Slicing of 3-D arrays.

1array[start=0:stop=n1:step=1, start=0:stop=n2:step=1, start=0:stop=n3:step=1]
Parameter Required? Default Value Description
start ❌ No 0 An integer number specifying at which position to start the slicing.
stop ❌ No Size of dimension. An integer number specifying at which position to end the slicing (output excludes endpoint).
step ❌ No 1 An integer number specifying the step of the slicing.

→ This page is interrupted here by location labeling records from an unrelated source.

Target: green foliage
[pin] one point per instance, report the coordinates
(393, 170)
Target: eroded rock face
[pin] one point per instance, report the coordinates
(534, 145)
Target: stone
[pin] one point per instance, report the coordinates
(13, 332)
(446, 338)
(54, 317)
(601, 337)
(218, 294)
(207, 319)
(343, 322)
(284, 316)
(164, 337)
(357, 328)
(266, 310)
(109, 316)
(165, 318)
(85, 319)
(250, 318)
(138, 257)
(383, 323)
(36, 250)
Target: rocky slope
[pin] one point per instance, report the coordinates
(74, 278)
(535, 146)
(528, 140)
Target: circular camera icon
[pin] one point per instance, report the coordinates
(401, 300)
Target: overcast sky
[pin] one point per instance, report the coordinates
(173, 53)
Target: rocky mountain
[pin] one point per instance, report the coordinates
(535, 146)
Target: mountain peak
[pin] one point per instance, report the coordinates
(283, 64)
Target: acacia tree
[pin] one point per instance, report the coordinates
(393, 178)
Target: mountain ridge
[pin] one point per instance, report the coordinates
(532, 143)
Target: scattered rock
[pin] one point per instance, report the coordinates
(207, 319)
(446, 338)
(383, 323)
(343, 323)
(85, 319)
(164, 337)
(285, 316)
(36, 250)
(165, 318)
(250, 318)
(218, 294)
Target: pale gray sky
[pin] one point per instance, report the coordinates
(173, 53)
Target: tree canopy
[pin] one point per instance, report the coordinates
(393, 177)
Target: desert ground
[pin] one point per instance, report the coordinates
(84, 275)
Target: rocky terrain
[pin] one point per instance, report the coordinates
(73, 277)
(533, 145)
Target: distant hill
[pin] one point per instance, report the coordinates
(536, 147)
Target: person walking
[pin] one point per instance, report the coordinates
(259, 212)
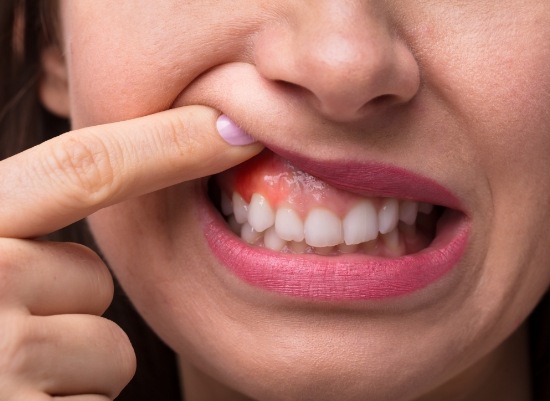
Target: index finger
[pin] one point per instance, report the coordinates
(75, 174)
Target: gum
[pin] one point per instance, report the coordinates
(284, 185)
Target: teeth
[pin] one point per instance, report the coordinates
(362, 229)
(273, 241)
(322, 228)
(240, 208)
(226, 204)
(388, 216)
(234, 225)
(288, 224)
(425, 208)
(408, 211)
(361, 223)
(249, 234)
(260, 213)
(344, 248)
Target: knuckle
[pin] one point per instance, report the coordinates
(99, 278)
(84, 166)
(11, 260)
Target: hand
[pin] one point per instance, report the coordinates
(53, 342)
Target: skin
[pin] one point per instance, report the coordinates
(454, 91)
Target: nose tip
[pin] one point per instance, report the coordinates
(345, 67)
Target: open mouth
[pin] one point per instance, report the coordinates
(333, 231)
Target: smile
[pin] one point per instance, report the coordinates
(333, 231)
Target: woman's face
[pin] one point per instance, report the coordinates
(441, 102)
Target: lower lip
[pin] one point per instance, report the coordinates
(352, 277)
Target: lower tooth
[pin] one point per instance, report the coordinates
(297, 247)
(325, 250)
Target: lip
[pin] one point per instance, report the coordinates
(350, 277)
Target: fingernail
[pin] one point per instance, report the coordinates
(231, 132)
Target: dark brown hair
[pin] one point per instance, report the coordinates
(26, 26)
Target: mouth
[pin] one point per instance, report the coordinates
(333, 231)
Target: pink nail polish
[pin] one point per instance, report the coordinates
(231, 132)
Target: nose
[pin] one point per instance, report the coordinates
(343, 56)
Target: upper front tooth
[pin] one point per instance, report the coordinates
(322, 228)
(240, 208)
(288, 224)
(425, 208)
(388, 215)
(361, 223)
(408, 211)
(260, 213)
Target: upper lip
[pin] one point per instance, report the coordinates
(367, 178)
(373, 179)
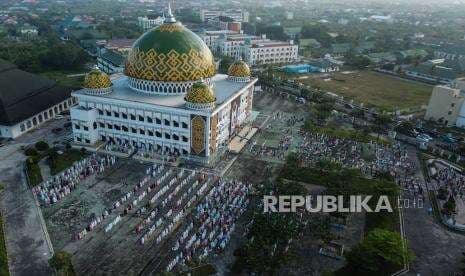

where the stop index is given by:

stop index Code Description
n1 numpy.ndarray.shape[0] Number of frames.
n2 numpy.ndarray.shape[1] Number of rows.
n3 numpy.ndarray.shape[2] Number of columns.

In a 3-D NumPy array, we can access elements using a comma-separated tuple of 3 indices: (frame index, row index, column index). For example, for the a3 array, the first index (green) indicates the frame index, the second index (red) represents the row index (top to bottom) and third index (blue) represents the column index (left to right). The ouput is typically printed frame by frame.

3-D Array with Frame, Row and Column indices

Example

Printing a 3-D array. The following are all equivalent.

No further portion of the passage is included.